It you get a close look at some of the creatures of the night in the Van Helsing movie, you might notice how realistic their skin looks.
The reason is a program that works out how light affects surfaces like skin to make computer-generated characters look more believable.
The software was first used on Gollum in the Lord of the Rings trilogy and is now a staple of blockbusters packed with visual effects.
The man behind the technique, Dr Henrik Jensen of the University of California at San Diego, was recently rewarded for his contribution to Hollywood.
In February he received a Technical Achievement Award from the people who hand out the Oscars.
Game developers are now looking at the techniques to create more realistic looking characters in the next generation of video games.
Convincing looks
The secret in making virtual skin seem real is all to do with light.
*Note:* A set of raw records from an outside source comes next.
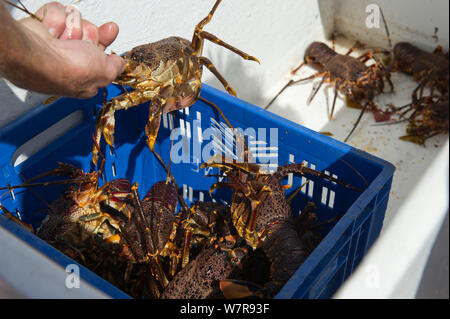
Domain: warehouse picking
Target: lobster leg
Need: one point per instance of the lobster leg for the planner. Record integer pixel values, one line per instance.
(154, 120)
(197, 42)
(206, 62)
(334, 102)
(357, 121)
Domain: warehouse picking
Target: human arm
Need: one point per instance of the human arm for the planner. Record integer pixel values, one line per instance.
(51, 58)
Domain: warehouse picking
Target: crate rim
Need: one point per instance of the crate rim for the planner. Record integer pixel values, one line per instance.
(386, 173)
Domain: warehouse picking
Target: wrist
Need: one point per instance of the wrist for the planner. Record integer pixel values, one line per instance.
(32, 60)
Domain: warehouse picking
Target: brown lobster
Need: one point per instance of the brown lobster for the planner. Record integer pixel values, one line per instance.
(168, 74)
(262, 216)
(221, 252)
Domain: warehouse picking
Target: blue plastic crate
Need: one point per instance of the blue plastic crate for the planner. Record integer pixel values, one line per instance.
(345, 243)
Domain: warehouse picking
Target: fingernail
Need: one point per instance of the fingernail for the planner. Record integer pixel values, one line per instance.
(52, 31)
(73, 19)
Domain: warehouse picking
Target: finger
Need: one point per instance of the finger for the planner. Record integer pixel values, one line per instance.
(108, 33)
(73, 30)
(53, 17)
(90, 32)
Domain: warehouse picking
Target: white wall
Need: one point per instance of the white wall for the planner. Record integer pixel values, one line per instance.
(273, 31)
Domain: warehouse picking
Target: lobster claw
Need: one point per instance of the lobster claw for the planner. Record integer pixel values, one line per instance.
(234, 289)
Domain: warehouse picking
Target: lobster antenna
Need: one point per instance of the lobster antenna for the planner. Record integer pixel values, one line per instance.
(23, 9)
(387, 33)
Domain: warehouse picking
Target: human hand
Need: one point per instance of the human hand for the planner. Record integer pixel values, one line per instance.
(76, 64)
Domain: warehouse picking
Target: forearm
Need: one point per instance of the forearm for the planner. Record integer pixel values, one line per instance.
(23, 60)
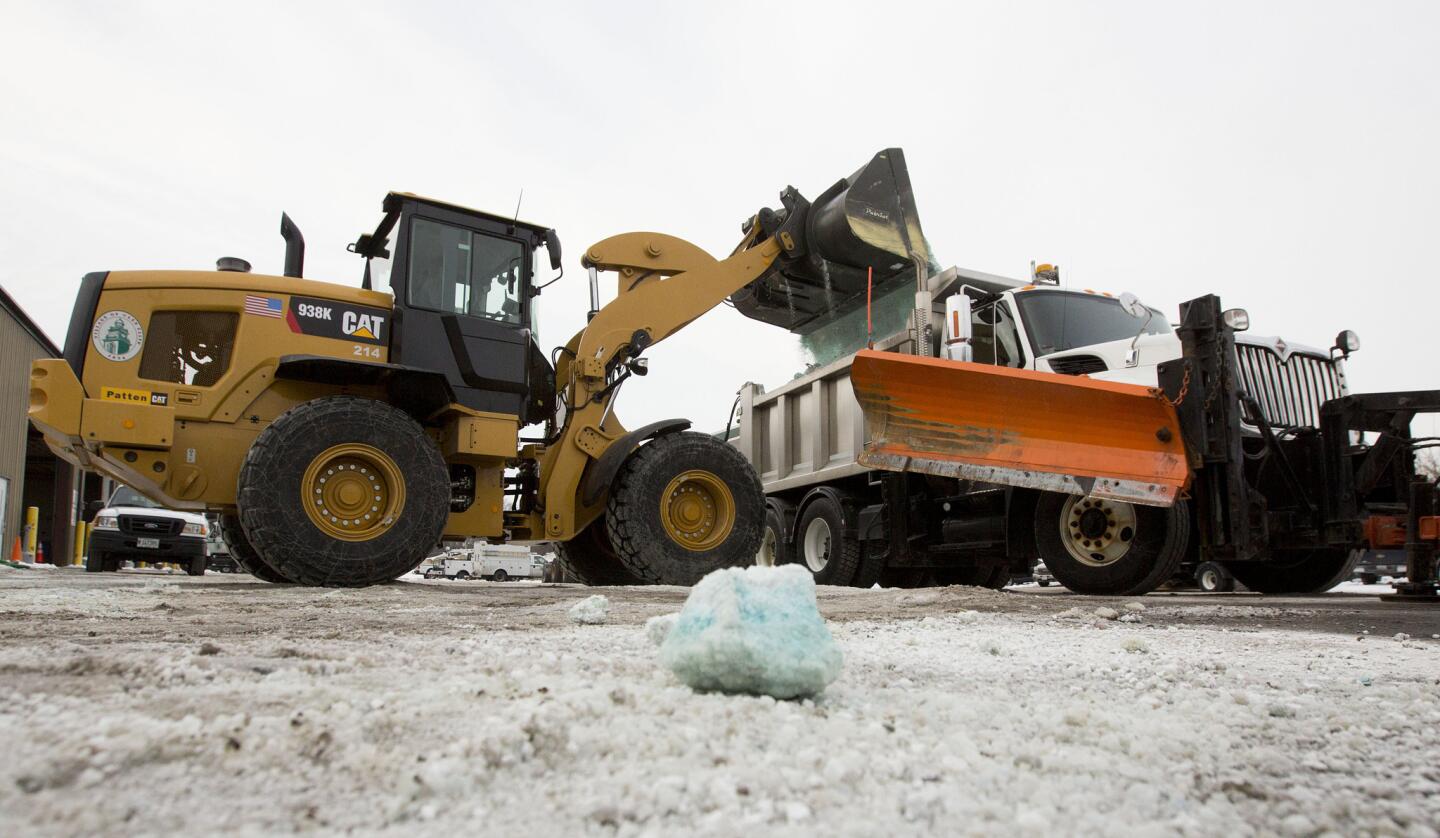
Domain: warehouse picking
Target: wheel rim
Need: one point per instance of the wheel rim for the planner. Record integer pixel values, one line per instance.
(353, 493)
(697, 510)
(766, 556)
(1096, 532)
(817, 544)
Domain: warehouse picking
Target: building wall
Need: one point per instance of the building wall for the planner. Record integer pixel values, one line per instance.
(19, 346)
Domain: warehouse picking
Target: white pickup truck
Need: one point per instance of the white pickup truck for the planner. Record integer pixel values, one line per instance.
(497, 562)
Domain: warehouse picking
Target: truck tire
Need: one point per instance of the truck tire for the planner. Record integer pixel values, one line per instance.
(1298, 572)
(774, 550)
(821, 544)
(1109, 547)
(244, 553)
(591, 557)
(343, 493)
(683, 506)
(1211, 576)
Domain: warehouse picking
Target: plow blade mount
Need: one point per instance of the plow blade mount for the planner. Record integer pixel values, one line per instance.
(1020, 428)
(827, 248)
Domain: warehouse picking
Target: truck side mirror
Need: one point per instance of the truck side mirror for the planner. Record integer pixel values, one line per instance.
(552, 244)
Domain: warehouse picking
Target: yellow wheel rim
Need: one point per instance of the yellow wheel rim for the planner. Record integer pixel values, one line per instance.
(697, 510)
(353, 491)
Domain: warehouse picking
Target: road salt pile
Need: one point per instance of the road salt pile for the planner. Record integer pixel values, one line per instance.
(755, 631)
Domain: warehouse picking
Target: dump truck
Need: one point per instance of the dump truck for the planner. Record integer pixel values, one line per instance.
(343, 432)
(1013, 421)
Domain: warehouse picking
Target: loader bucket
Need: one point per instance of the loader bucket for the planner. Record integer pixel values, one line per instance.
(1020, 428)
(867, 221)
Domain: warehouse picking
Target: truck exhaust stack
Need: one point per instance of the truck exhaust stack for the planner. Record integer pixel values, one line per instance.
(828, 248)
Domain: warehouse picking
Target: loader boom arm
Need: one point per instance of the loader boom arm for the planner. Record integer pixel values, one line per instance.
(663, 285)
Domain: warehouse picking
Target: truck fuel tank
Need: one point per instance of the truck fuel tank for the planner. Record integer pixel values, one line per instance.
(828, 248)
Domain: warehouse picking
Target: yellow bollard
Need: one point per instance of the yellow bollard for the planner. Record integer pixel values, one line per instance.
(32, 532)
(78, 557)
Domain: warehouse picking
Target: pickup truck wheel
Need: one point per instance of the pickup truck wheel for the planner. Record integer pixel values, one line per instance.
(1213, 576)
(683, 506)
(591, 557)
(1296, 572)
(821, 544)
(343, 493)
(244, 553)
(1109, 547)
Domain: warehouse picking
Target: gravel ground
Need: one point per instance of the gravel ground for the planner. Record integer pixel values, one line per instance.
(141, 704)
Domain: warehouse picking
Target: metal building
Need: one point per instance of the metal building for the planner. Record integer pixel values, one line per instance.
(29, 474)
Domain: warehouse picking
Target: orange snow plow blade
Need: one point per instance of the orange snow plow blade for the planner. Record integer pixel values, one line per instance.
(1020, 428)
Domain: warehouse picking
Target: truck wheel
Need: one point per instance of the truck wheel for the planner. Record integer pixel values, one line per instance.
(1296, 572)
(683, 506)
(591, 557)
(1214, 578)
(244, 553)
(343, 493)
(772, 542)
(1109, 547)
(822, 547)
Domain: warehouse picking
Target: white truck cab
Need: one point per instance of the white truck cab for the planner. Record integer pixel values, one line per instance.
(1040, 326)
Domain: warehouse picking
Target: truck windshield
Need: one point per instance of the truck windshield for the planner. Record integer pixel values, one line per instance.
(1064, 320)
(128, 497)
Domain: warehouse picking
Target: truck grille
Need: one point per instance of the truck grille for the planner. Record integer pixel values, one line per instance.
(1289, 392)
(146, 526)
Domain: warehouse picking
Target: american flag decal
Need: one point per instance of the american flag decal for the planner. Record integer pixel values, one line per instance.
(264, 305)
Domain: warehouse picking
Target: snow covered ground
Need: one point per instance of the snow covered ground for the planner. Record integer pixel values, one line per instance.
(144, 704)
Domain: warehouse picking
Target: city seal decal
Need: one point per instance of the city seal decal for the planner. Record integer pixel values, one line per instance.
(117, 336)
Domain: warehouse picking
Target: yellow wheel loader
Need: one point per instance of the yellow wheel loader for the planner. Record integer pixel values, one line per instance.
(343, 432)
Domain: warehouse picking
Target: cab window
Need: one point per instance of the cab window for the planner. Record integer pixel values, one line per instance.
(461, 271)
(995, 337)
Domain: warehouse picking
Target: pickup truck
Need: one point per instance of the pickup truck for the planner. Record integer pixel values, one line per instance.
(131, 526)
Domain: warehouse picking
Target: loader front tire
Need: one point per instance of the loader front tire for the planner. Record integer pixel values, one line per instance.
(1110, 547)
(591, 557)
(343, 493)
(683, 506)
(244, 553)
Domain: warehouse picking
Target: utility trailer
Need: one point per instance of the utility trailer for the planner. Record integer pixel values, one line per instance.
(1204, 445)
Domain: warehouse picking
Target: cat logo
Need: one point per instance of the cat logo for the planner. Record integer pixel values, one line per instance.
(366, 326)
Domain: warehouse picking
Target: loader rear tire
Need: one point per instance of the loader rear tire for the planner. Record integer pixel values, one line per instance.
(683, 506)
(244, 553)
(306, 493)
(1296, 572)
(591, 557)
(1110, 547)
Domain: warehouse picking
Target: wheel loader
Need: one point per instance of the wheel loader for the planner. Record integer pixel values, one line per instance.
(343, 432)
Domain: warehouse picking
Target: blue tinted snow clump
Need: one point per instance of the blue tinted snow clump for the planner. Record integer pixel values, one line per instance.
(753, 629)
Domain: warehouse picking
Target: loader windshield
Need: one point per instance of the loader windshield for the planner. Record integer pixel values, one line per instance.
(1066, 320)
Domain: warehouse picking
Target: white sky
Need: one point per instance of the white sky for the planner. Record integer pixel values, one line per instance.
(1279, 154)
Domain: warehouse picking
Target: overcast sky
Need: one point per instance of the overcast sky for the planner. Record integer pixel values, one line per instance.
(1279, 154)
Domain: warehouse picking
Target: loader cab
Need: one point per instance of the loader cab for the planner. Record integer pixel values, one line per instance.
(464, 300)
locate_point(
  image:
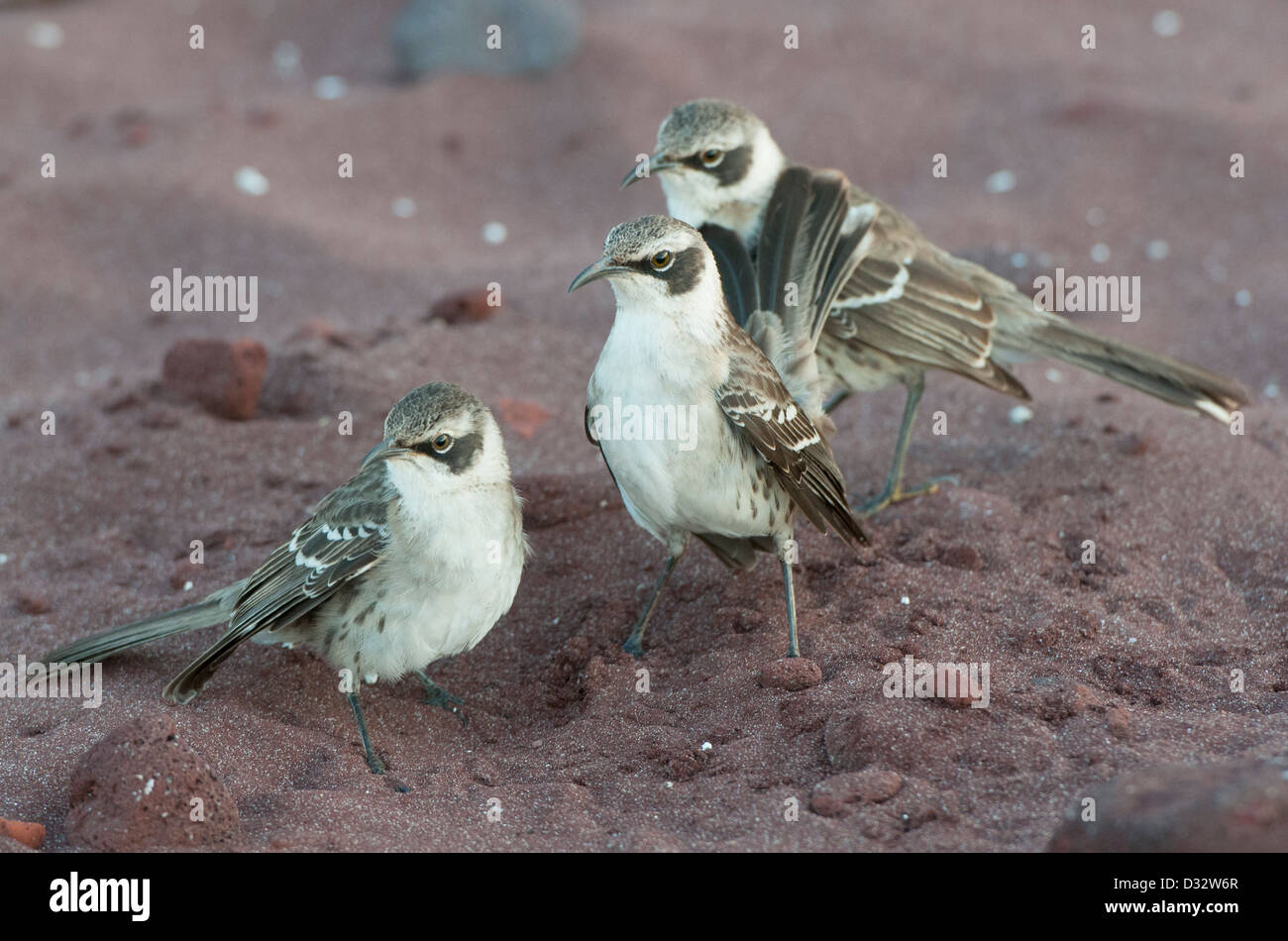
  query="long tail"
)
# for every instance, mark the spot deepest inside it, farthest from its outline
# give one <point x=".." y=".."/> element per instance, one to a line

Dr Jensen found that light did not just bounce from surfaces such as marble and skin.
Instead light beams penetrate below the surface and scatter at different points.
"I was involved in a project where we wanted to simulate weathering of marble," recalls Dr Jensen of his time at the Massachusetts Institute of Technology in 1998.
"One night I illuminated the marble material with a laser-pointer and I noticed how the marble started glowing and how the red light from the laser-pointer even caused a glow on the backside of the material."
This led him to study how light scattered inside materials like marble. The breakthrough came three years later while at Stanford University.
Dr Jensen managed to come up with a mathematical formula that calculates how light is absorbed and dispersed beneath materials like marble or skin.
"The development of the mathematical model was the most difficult aspect of the project," he told BBC News Online.
"It required a number of new algorithms and techniques not previously seen in computer graphics."
Quickly adopted
The software offered the visual effects industry the means to move away from computer-generated faces that looked plastic and unconvincing on the silver screen.
"For skin it has turned out to be a key missing piece in today's visual effects," said Dr Jensen, "and for this reason it has been adopted quickly by the visual effects industry.
"It was used on Gollum in the Lord of the Rings trilogy, and it was used in Harry Potter 2 on Dobby, in Hulk, and in Terminator 3.
"Currently, it is being used in almost all visual effects for movies and there are a number of game companies looking at how to adapt the technique for games as well."
Dr Jensen is now working on refining the technique so that it can capture the subtle details in the skin on a human face.
He also hopes that in the future it will be more widely used in architectural design and art restoration to make virtual buildings leap out of the computer screen.